Jaheimは14曲の構成が水増し感。01:My Shoesとか、こういう始まり方は確かに彼らしいのだけど。02:Craziest Placeとかうーん。曲名としては良いけど、04:Struggle LoveもStruggleを感じない。個人的にはR. Kellyが全面バックアップした作品を聴きたい。R. Kellyの才能の幅の広さとJaheimの声の組み合わせ。R. Kellyが作れば本当のStruggle Loveが出てくると思う。JaheimだけじゃまぶしすぎてStruggleなのに「地面をはいずりまわるような感覚」が出ない。それは褒めるべき点かもしれないが。

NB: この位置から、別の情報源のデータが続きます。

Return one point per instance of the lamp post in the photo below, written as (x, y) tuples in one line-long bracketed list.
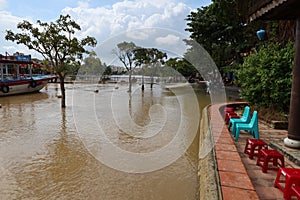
[(143, 87), (261, 34)]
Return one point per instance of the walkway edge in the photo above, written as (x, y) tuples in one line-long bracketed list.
[(209, 182)]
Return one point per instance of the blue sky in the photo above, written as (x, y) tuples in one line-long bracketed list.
[(109, 21)]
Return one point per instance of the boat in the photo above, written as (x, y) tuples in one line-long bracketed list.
[(17, 77)]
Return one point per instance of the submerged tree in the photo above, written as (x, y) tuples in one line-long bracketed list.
[(56, 42), (125, 53)]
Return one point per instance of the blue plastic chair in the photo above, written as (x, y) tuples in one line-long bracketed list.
[(252, 126), (244, 119)]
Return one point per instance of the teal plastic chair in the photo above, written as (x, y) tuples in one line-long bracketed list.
[(244, 119), (252, 126)]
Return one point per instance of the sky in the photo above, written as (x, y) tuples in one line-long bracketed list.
[(147, 23)]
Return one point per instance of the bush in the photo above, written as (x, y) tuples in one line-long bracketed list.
[(266, 76)]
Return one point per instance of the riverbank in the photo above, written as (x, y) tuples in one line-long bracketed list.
[(237, 176)]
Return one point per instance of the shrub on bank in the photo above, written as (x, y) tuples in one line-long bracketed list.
[(266, 76)]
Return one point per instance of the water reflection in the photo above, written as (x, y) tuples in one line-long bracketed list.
[(42, 156)]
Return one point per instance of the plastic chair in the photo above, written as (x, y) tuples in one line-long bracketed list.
[(244, 119), (252, 126)]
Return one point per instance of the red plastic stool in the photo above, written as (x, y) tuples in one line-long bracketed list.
[(228, 116), (253, 146), (228, 109), (291, 176), (295, 191), (265, 156)]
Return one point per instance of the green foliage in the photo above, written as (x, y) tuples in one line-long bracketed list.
[(56, 42), (266, 75), (223, 31)]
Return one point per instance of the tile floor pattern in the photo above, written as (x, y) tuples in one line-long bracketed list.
[(240, 177)]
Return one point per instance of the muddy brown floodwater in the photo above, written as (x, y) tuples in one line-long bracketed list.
[(48, 153)]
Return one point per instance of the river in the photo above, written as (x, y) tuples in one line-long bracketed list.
[(106, 144)]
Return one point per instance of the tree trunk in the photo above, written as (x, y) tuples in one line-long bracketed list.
[(63, 91), (293, 131), (130, 84)]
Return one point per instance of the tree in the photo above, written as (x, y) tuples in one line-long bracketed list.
[(125, 53), (56, 42), (150, 57), (266, 75), (222, 30), (92, 65)]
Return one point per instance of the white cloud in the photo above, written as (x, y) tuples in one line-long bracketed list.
[(125, 16), (3, 4), (168, 40), (104, 22)]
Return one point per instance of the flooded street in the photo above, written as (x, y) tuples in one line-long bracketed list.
[(104, 145)]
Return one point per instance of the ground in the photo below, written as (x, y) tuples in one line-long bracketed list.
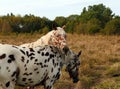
[(100, 60)]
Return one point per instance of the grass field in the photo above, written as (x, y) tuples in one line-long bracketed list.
[(100, 60)]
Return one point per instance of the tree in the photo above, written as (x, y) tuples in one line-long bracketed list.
[(60, 20), (100, 12), (112, 27)]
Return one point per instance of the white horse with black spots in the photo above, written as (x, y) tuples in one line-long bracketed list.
[(25, 66), (56, 37)]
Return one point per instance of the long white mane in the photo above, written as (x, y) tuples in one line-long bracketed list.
[(56, 37)]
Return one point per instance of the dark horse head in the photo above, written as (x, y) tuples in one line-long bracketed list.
[(72, 65)]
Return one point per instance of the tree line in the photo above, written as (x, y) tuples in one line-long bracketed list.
[(96, 19)]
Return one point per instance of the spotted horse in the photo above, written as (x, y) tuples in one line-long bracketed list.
[(56, 37), (41, 65)]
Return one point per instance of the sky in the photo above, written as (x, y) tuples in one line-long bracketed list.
[(53, 8)]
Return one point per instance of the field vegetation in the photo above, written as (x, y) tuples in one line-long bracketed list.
[(100, 60)]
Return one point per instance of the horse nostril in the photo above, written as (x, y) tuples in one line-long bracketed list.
[(75, 80), (79, 63)]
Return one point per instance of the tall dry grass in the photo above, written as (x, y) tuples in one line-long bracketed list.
[(100, 60)]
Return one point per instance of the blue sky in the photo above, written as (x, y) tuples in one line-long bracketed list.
[(53, 8)]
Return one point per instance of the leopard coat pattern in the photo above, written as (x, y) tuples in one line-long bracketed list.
[(25, 66)]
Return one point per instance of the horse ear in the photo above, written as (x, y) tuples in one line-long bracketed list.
[(54, 26), (79, 53), (63, 26), (65, 49)]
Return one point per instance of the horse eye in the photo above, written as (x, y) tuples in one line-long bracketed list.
[(68, 65), (78, 63)]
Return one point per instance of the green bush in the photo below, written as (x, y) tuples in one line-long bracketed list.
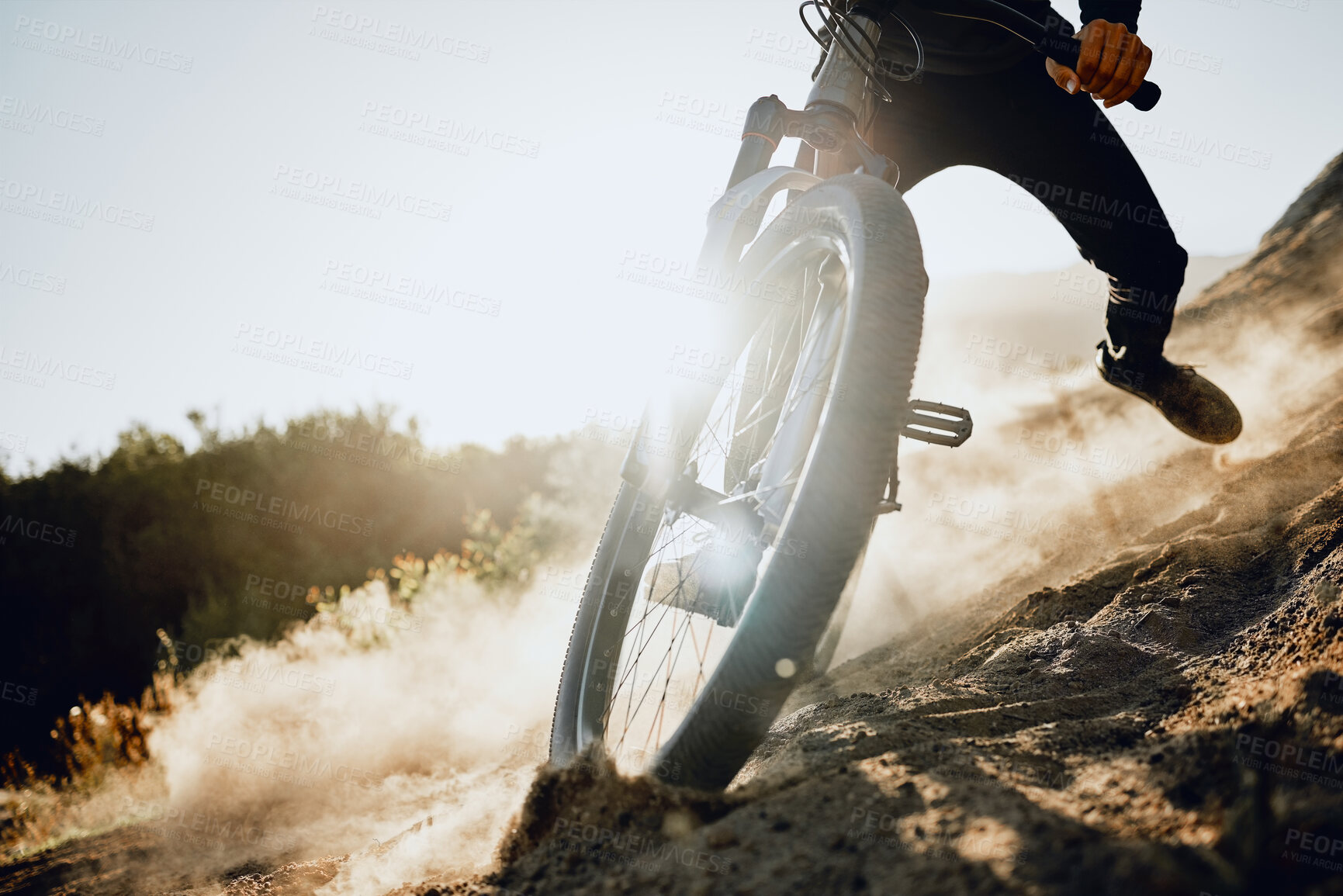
[(154, 536)]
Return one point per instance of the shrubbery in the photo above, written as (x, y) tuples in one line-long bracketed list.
[(238, 538)]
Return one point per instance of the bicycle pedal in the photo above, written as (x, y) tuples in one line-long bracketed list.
[(938, 424)]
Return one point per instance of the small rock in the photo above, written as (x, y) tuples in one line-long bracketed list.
[(722, 837), (1326, 591)]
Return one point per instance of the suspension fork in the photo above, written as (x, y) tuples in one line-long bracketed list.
[(839, 100)]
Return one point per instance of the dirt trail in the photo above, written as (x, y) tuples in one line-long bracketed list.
[(1163, 718), (1168, 721)]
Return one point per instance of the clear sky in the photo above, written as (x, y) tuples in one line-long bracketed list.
[(179, 179)]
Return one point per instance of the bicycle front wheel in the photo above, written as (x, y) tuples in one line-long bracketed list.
[(694, 631)]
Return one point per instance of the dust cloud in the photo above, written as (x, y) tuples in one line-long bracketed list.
[(1063, 469)]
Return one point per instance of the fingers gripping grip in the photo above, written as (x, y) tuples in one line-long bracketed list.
[(1065, 51)]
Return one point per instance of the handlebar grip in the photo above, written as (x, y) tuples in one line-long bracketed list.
[(1146, 95), (1064, 50)]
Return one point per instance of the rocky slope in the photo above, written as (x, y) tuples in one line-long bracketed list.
[(1168, 721), (1158, 711)]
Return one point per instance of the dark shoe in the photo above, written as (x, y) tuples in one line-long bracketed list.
[(1192, 405)]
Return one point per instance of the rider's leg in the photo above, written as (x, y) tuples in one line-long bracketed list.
[(1064, 150)]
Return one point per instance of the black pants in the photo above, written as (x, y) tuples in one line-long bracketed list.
[(1063, 150)]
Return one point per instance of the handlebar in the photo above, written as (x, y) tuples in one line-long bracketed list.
[(1065, 51), (1047, 42)]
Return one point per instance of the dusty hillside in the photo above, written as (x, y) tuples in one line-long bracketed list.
[(1154, 711), (1170, 721)]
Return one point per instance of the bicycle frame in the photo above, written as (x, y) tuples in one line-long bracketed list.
[(839, 100)]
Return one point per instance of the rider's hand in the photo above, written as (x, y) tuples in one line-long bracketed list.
[(1111, 66)]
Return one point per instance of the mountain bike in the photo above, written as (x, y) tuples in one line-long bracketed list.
[(731, 555)]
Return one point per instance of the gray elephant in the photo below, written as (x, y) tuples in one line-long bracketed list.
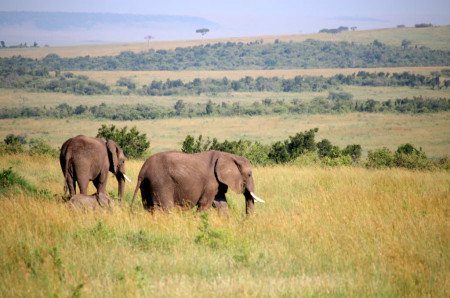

一番気に入ったのは07:Something Tells Meです。連続リピートできるのに泣けてこない。不思議な感覚。自分に合わない曲は10回も連続で聴けば飽きてくる。この曲は1時間ぶっとうしで聴いたのに飽きがない。なのに揺さぶられない。いかん、こういう時ほど実は大切なんだろうけど・・・。今の自分じゃ何も見えない。己の死角に触れるような感覚。指摘じゃなくて触れるからこそ泣けてこないのだと、なとなく思う。残りの曲は、うーん過去のJaheimの作品にも収められた方向性だし、そちらの時の曲の方が上だと思ってしまう。05:Songs To Have Sexはナイス。ただなぁ、個人的には心情的には惹かれないのだが。09:Be That Dudeも良い意味で彼らしい。11-14はまとめてパスだけど、ファンなら満足する作品だと思う。なのに文句をつけているのは僕にとってJaheimはもっと至高の存在だから。この歳になると痛感する。もっと自分よりも若い人の意見を受け入れるべきなのだと。その筆頭こそがJaheim。聴いて人生変わったといえる年下歌手はJaheimだけ。TyreseやSisqoは深堀できた、という感覚だから。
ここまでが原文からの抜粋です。